Rep. Charlie Rangel sat down Sean Hannity on Tuesday night to chat about President Obama‘s record thus far — and how that bodes for his re-election campaign. Rangel agreed we need to cut spending, but argued that raising revenue is also part of the solution. This triggered Hannity’s breakdown of how much he pays in taxes, concluding that it’s certainly not less than his “fair share.”
Right off the bat, Hannity and Rangel quipped back and forth about why Rangel hasn’t previously appeared on the show, with each blaming the other for not extending/accepting an invitation.
Getting past that, Hannity stated definitively, “The president’s got problems” — a statement Rangel agreed with. Hannity asked, are we better off now after three-odd years of Obama? We’re a great country in a bad spot, Rangel said, noting the solution is simple: raise revenue, cut spending. To which Hannity responded: raising revenue means raising taxes?

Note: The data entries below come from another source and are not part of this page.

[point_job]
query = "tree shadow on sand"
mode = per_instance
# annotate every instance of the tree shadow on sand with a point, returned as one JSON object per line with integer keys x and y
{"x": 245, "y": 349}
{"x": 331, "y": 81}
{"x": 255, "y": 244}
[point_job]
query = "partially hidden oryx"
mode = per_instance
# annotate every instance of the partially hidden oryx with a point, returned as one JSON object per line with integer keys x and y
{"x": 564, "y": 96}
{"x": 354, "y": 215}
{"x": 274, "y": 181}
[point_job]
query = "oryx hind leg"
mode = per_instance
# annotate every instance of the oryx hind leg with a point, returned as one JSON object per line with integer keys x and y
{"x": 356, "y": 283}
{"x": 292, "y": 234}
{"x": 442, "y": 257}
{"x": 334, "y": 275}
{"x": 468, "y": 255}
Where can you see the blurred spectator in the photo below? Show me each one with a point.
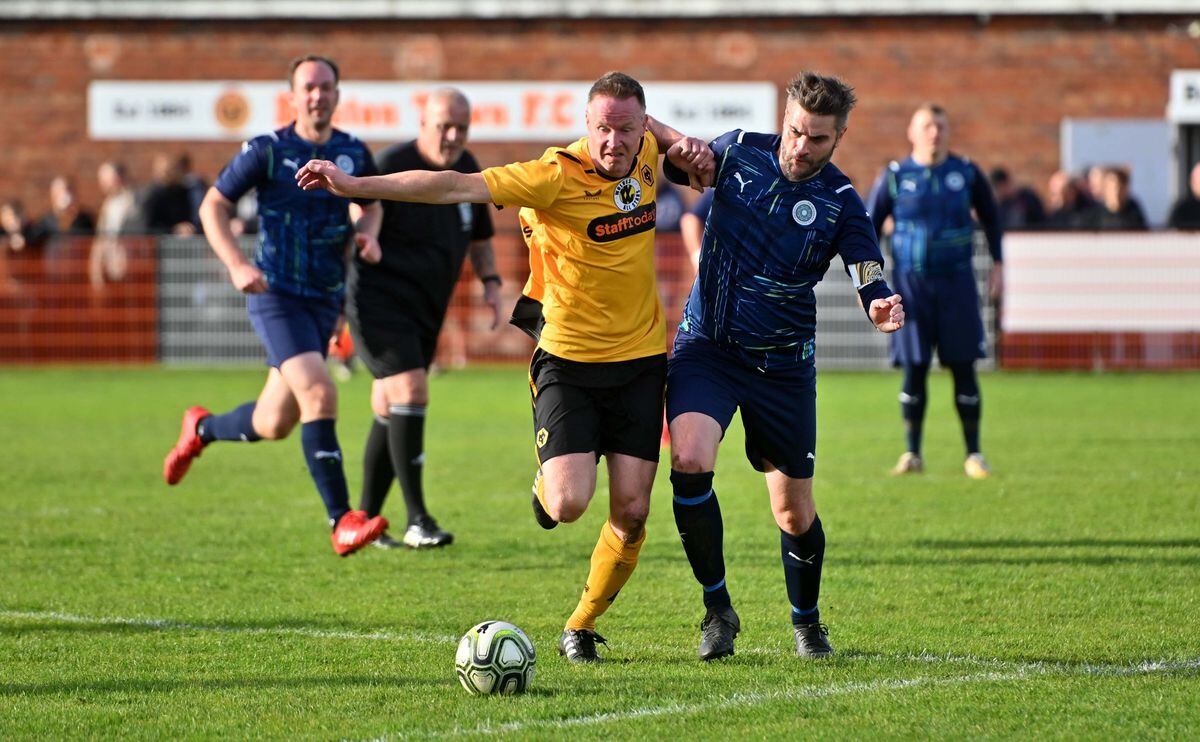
(1186, 211)
(55, 232)
(118, 216)
(16, 232)
(166, 202)
(1116, 210)
(1066, 203)
(1019, 207)
(1093, 183)
(196, 189)
(16, 240)
(66, 216)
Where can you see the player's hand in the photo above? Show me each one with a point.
(492, 299)
(247, 279)
(324, 174)
(887, 313)
(369, 247)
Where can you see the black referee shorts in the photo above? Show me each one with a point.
(388, 337)
(603, 407)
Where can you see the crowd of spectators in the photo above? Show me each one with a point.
(1097, 199)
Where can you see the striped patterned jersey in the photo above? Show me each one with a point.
(767, 243)
(304, 235)
(931, 210)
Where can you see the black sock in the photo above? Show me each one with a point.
(324, 459)
(377, 470)
(406, 441)
(969, 402)
(701, 530)
(913, 395)
(803, 556)
(234, 425)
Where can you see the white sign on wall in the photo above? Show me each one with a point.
(501, 112)
(1185, 102)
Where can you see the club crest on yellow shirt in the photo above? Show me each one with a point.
(628, 195)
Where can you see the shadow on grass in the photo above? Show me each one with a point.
(1017, 552)
(1071, 543)
(207, 684)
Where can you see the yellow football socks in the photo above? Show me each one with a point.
(612, 562)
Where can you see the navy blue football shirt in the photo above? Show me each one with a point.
(931, 210)
(304, 234)
(768, 241)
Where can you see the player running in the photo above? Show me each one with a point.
(780, 214)
(598, 374)
(294, 292)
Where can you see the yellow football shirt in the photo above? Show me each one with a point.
(595, 235)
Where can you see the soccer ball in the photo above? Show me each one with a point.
(495, 657)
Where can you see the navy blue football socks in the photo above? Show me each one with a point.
(803, 556)
(702, 531)
(233, 425)
(377, 470)
(406, 441)
(969, 402)
(913, 396)
(324, 459)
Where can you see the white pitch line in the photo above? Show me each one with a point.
(168, 624)
(816, 692)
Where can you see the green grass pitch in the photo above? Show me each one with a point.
(1061, 598)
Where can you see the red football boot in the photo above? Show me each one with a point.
(355, 531)
(189, 446)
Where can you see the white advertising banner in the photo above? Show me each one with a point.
(1185, 102)
(501, 112)
(1108, 282)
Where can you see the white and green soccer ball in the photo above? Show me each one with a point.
(495, 657)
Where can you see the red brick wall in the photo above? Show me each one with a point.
(1006, 83)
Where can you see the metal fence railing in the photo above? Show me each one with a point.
(168, 299)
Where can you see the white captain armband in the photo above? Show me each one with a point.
(863, 274)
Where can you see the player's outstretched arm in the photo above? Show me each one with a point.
(887, 315)
(689, 154)
(419, 186)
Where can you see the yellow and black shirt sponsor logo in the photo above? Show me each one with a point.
(616, 226)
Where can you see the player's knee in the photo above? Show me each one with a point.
(319, 399)
(565, 509)
(796, 520)
(274, 426)
(631, 518)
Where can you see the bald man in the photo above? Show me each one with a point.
(396, 307)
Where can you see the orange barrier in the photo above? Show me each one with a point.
(53, 311)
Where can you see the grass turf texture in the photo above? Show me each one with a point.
(1059, 598)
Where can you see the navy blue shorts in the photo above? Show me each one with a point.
(940, 312)
(779, 411)
(289, 325)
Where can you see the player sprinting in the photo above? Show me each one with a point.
(930, 197)
(598, 374)
(294, 291)
(781, 211)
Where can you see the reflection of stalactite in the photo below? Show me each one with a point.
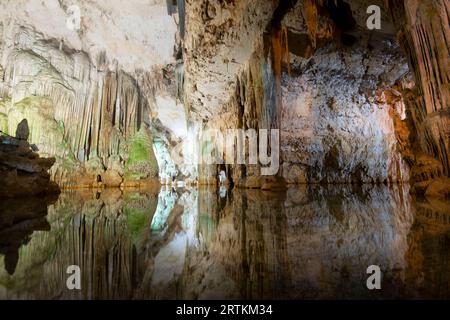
(423, 34)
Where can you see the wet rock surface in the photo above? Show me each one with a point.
(22, 171)
(305, 242)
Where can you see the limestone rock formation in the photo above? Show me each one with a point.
(22, 172)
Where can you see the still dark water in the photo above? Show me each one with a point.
(306, 243)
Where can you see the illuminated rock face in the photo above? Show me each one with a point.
(104, 98)
(308, 242)
(340, 127)
(85, 92)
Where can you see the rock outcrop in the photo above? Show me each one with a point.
(22, 172)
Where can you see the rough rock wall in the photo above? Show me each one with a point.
(334, 91)
(424, 34)
(87, 93)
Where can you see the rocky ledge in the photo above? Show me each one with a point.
(22, 171)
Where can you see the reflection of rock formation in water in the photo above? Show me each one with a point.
(429, 250)
(18, 220)
(305, 243)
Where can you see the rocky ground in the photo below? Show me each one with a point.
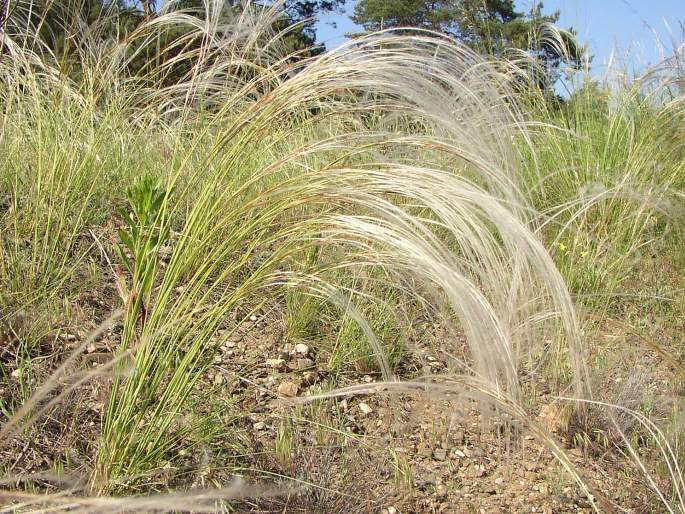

Rangel said it’s a carefully worded question, with Hannity countering it’s a simple one. Nonetheless, Rangel pointed to the loopholes in the tax code. Hannity said 55 percent of what he earns he gives back in taxes (totaling all local, state, federal, property taxes). “Am I overtaxed?” he asked. Not paying his fair share? Hannity said keeping 45 cents to the dollar is far from keeping more than his fair share.
Hannity then pointed to a laundry list of Obama’s unkept promises, asking whether he’s failed. Rangel cited the state of the economy Obama inherited and how Obama saved it. The two clashed on the necessity of bailouts and how Obama’s handled the economy. The answer is not government, Hannity asserted.
The two agreed on the need to cut spending, but Rangel pressed on the additional need to raise revenue and close tax loopholes. Hannity continued to refute that he pays his fair share (doesn’t even have deductions!) — but Rangel said that’s not the case with everyone.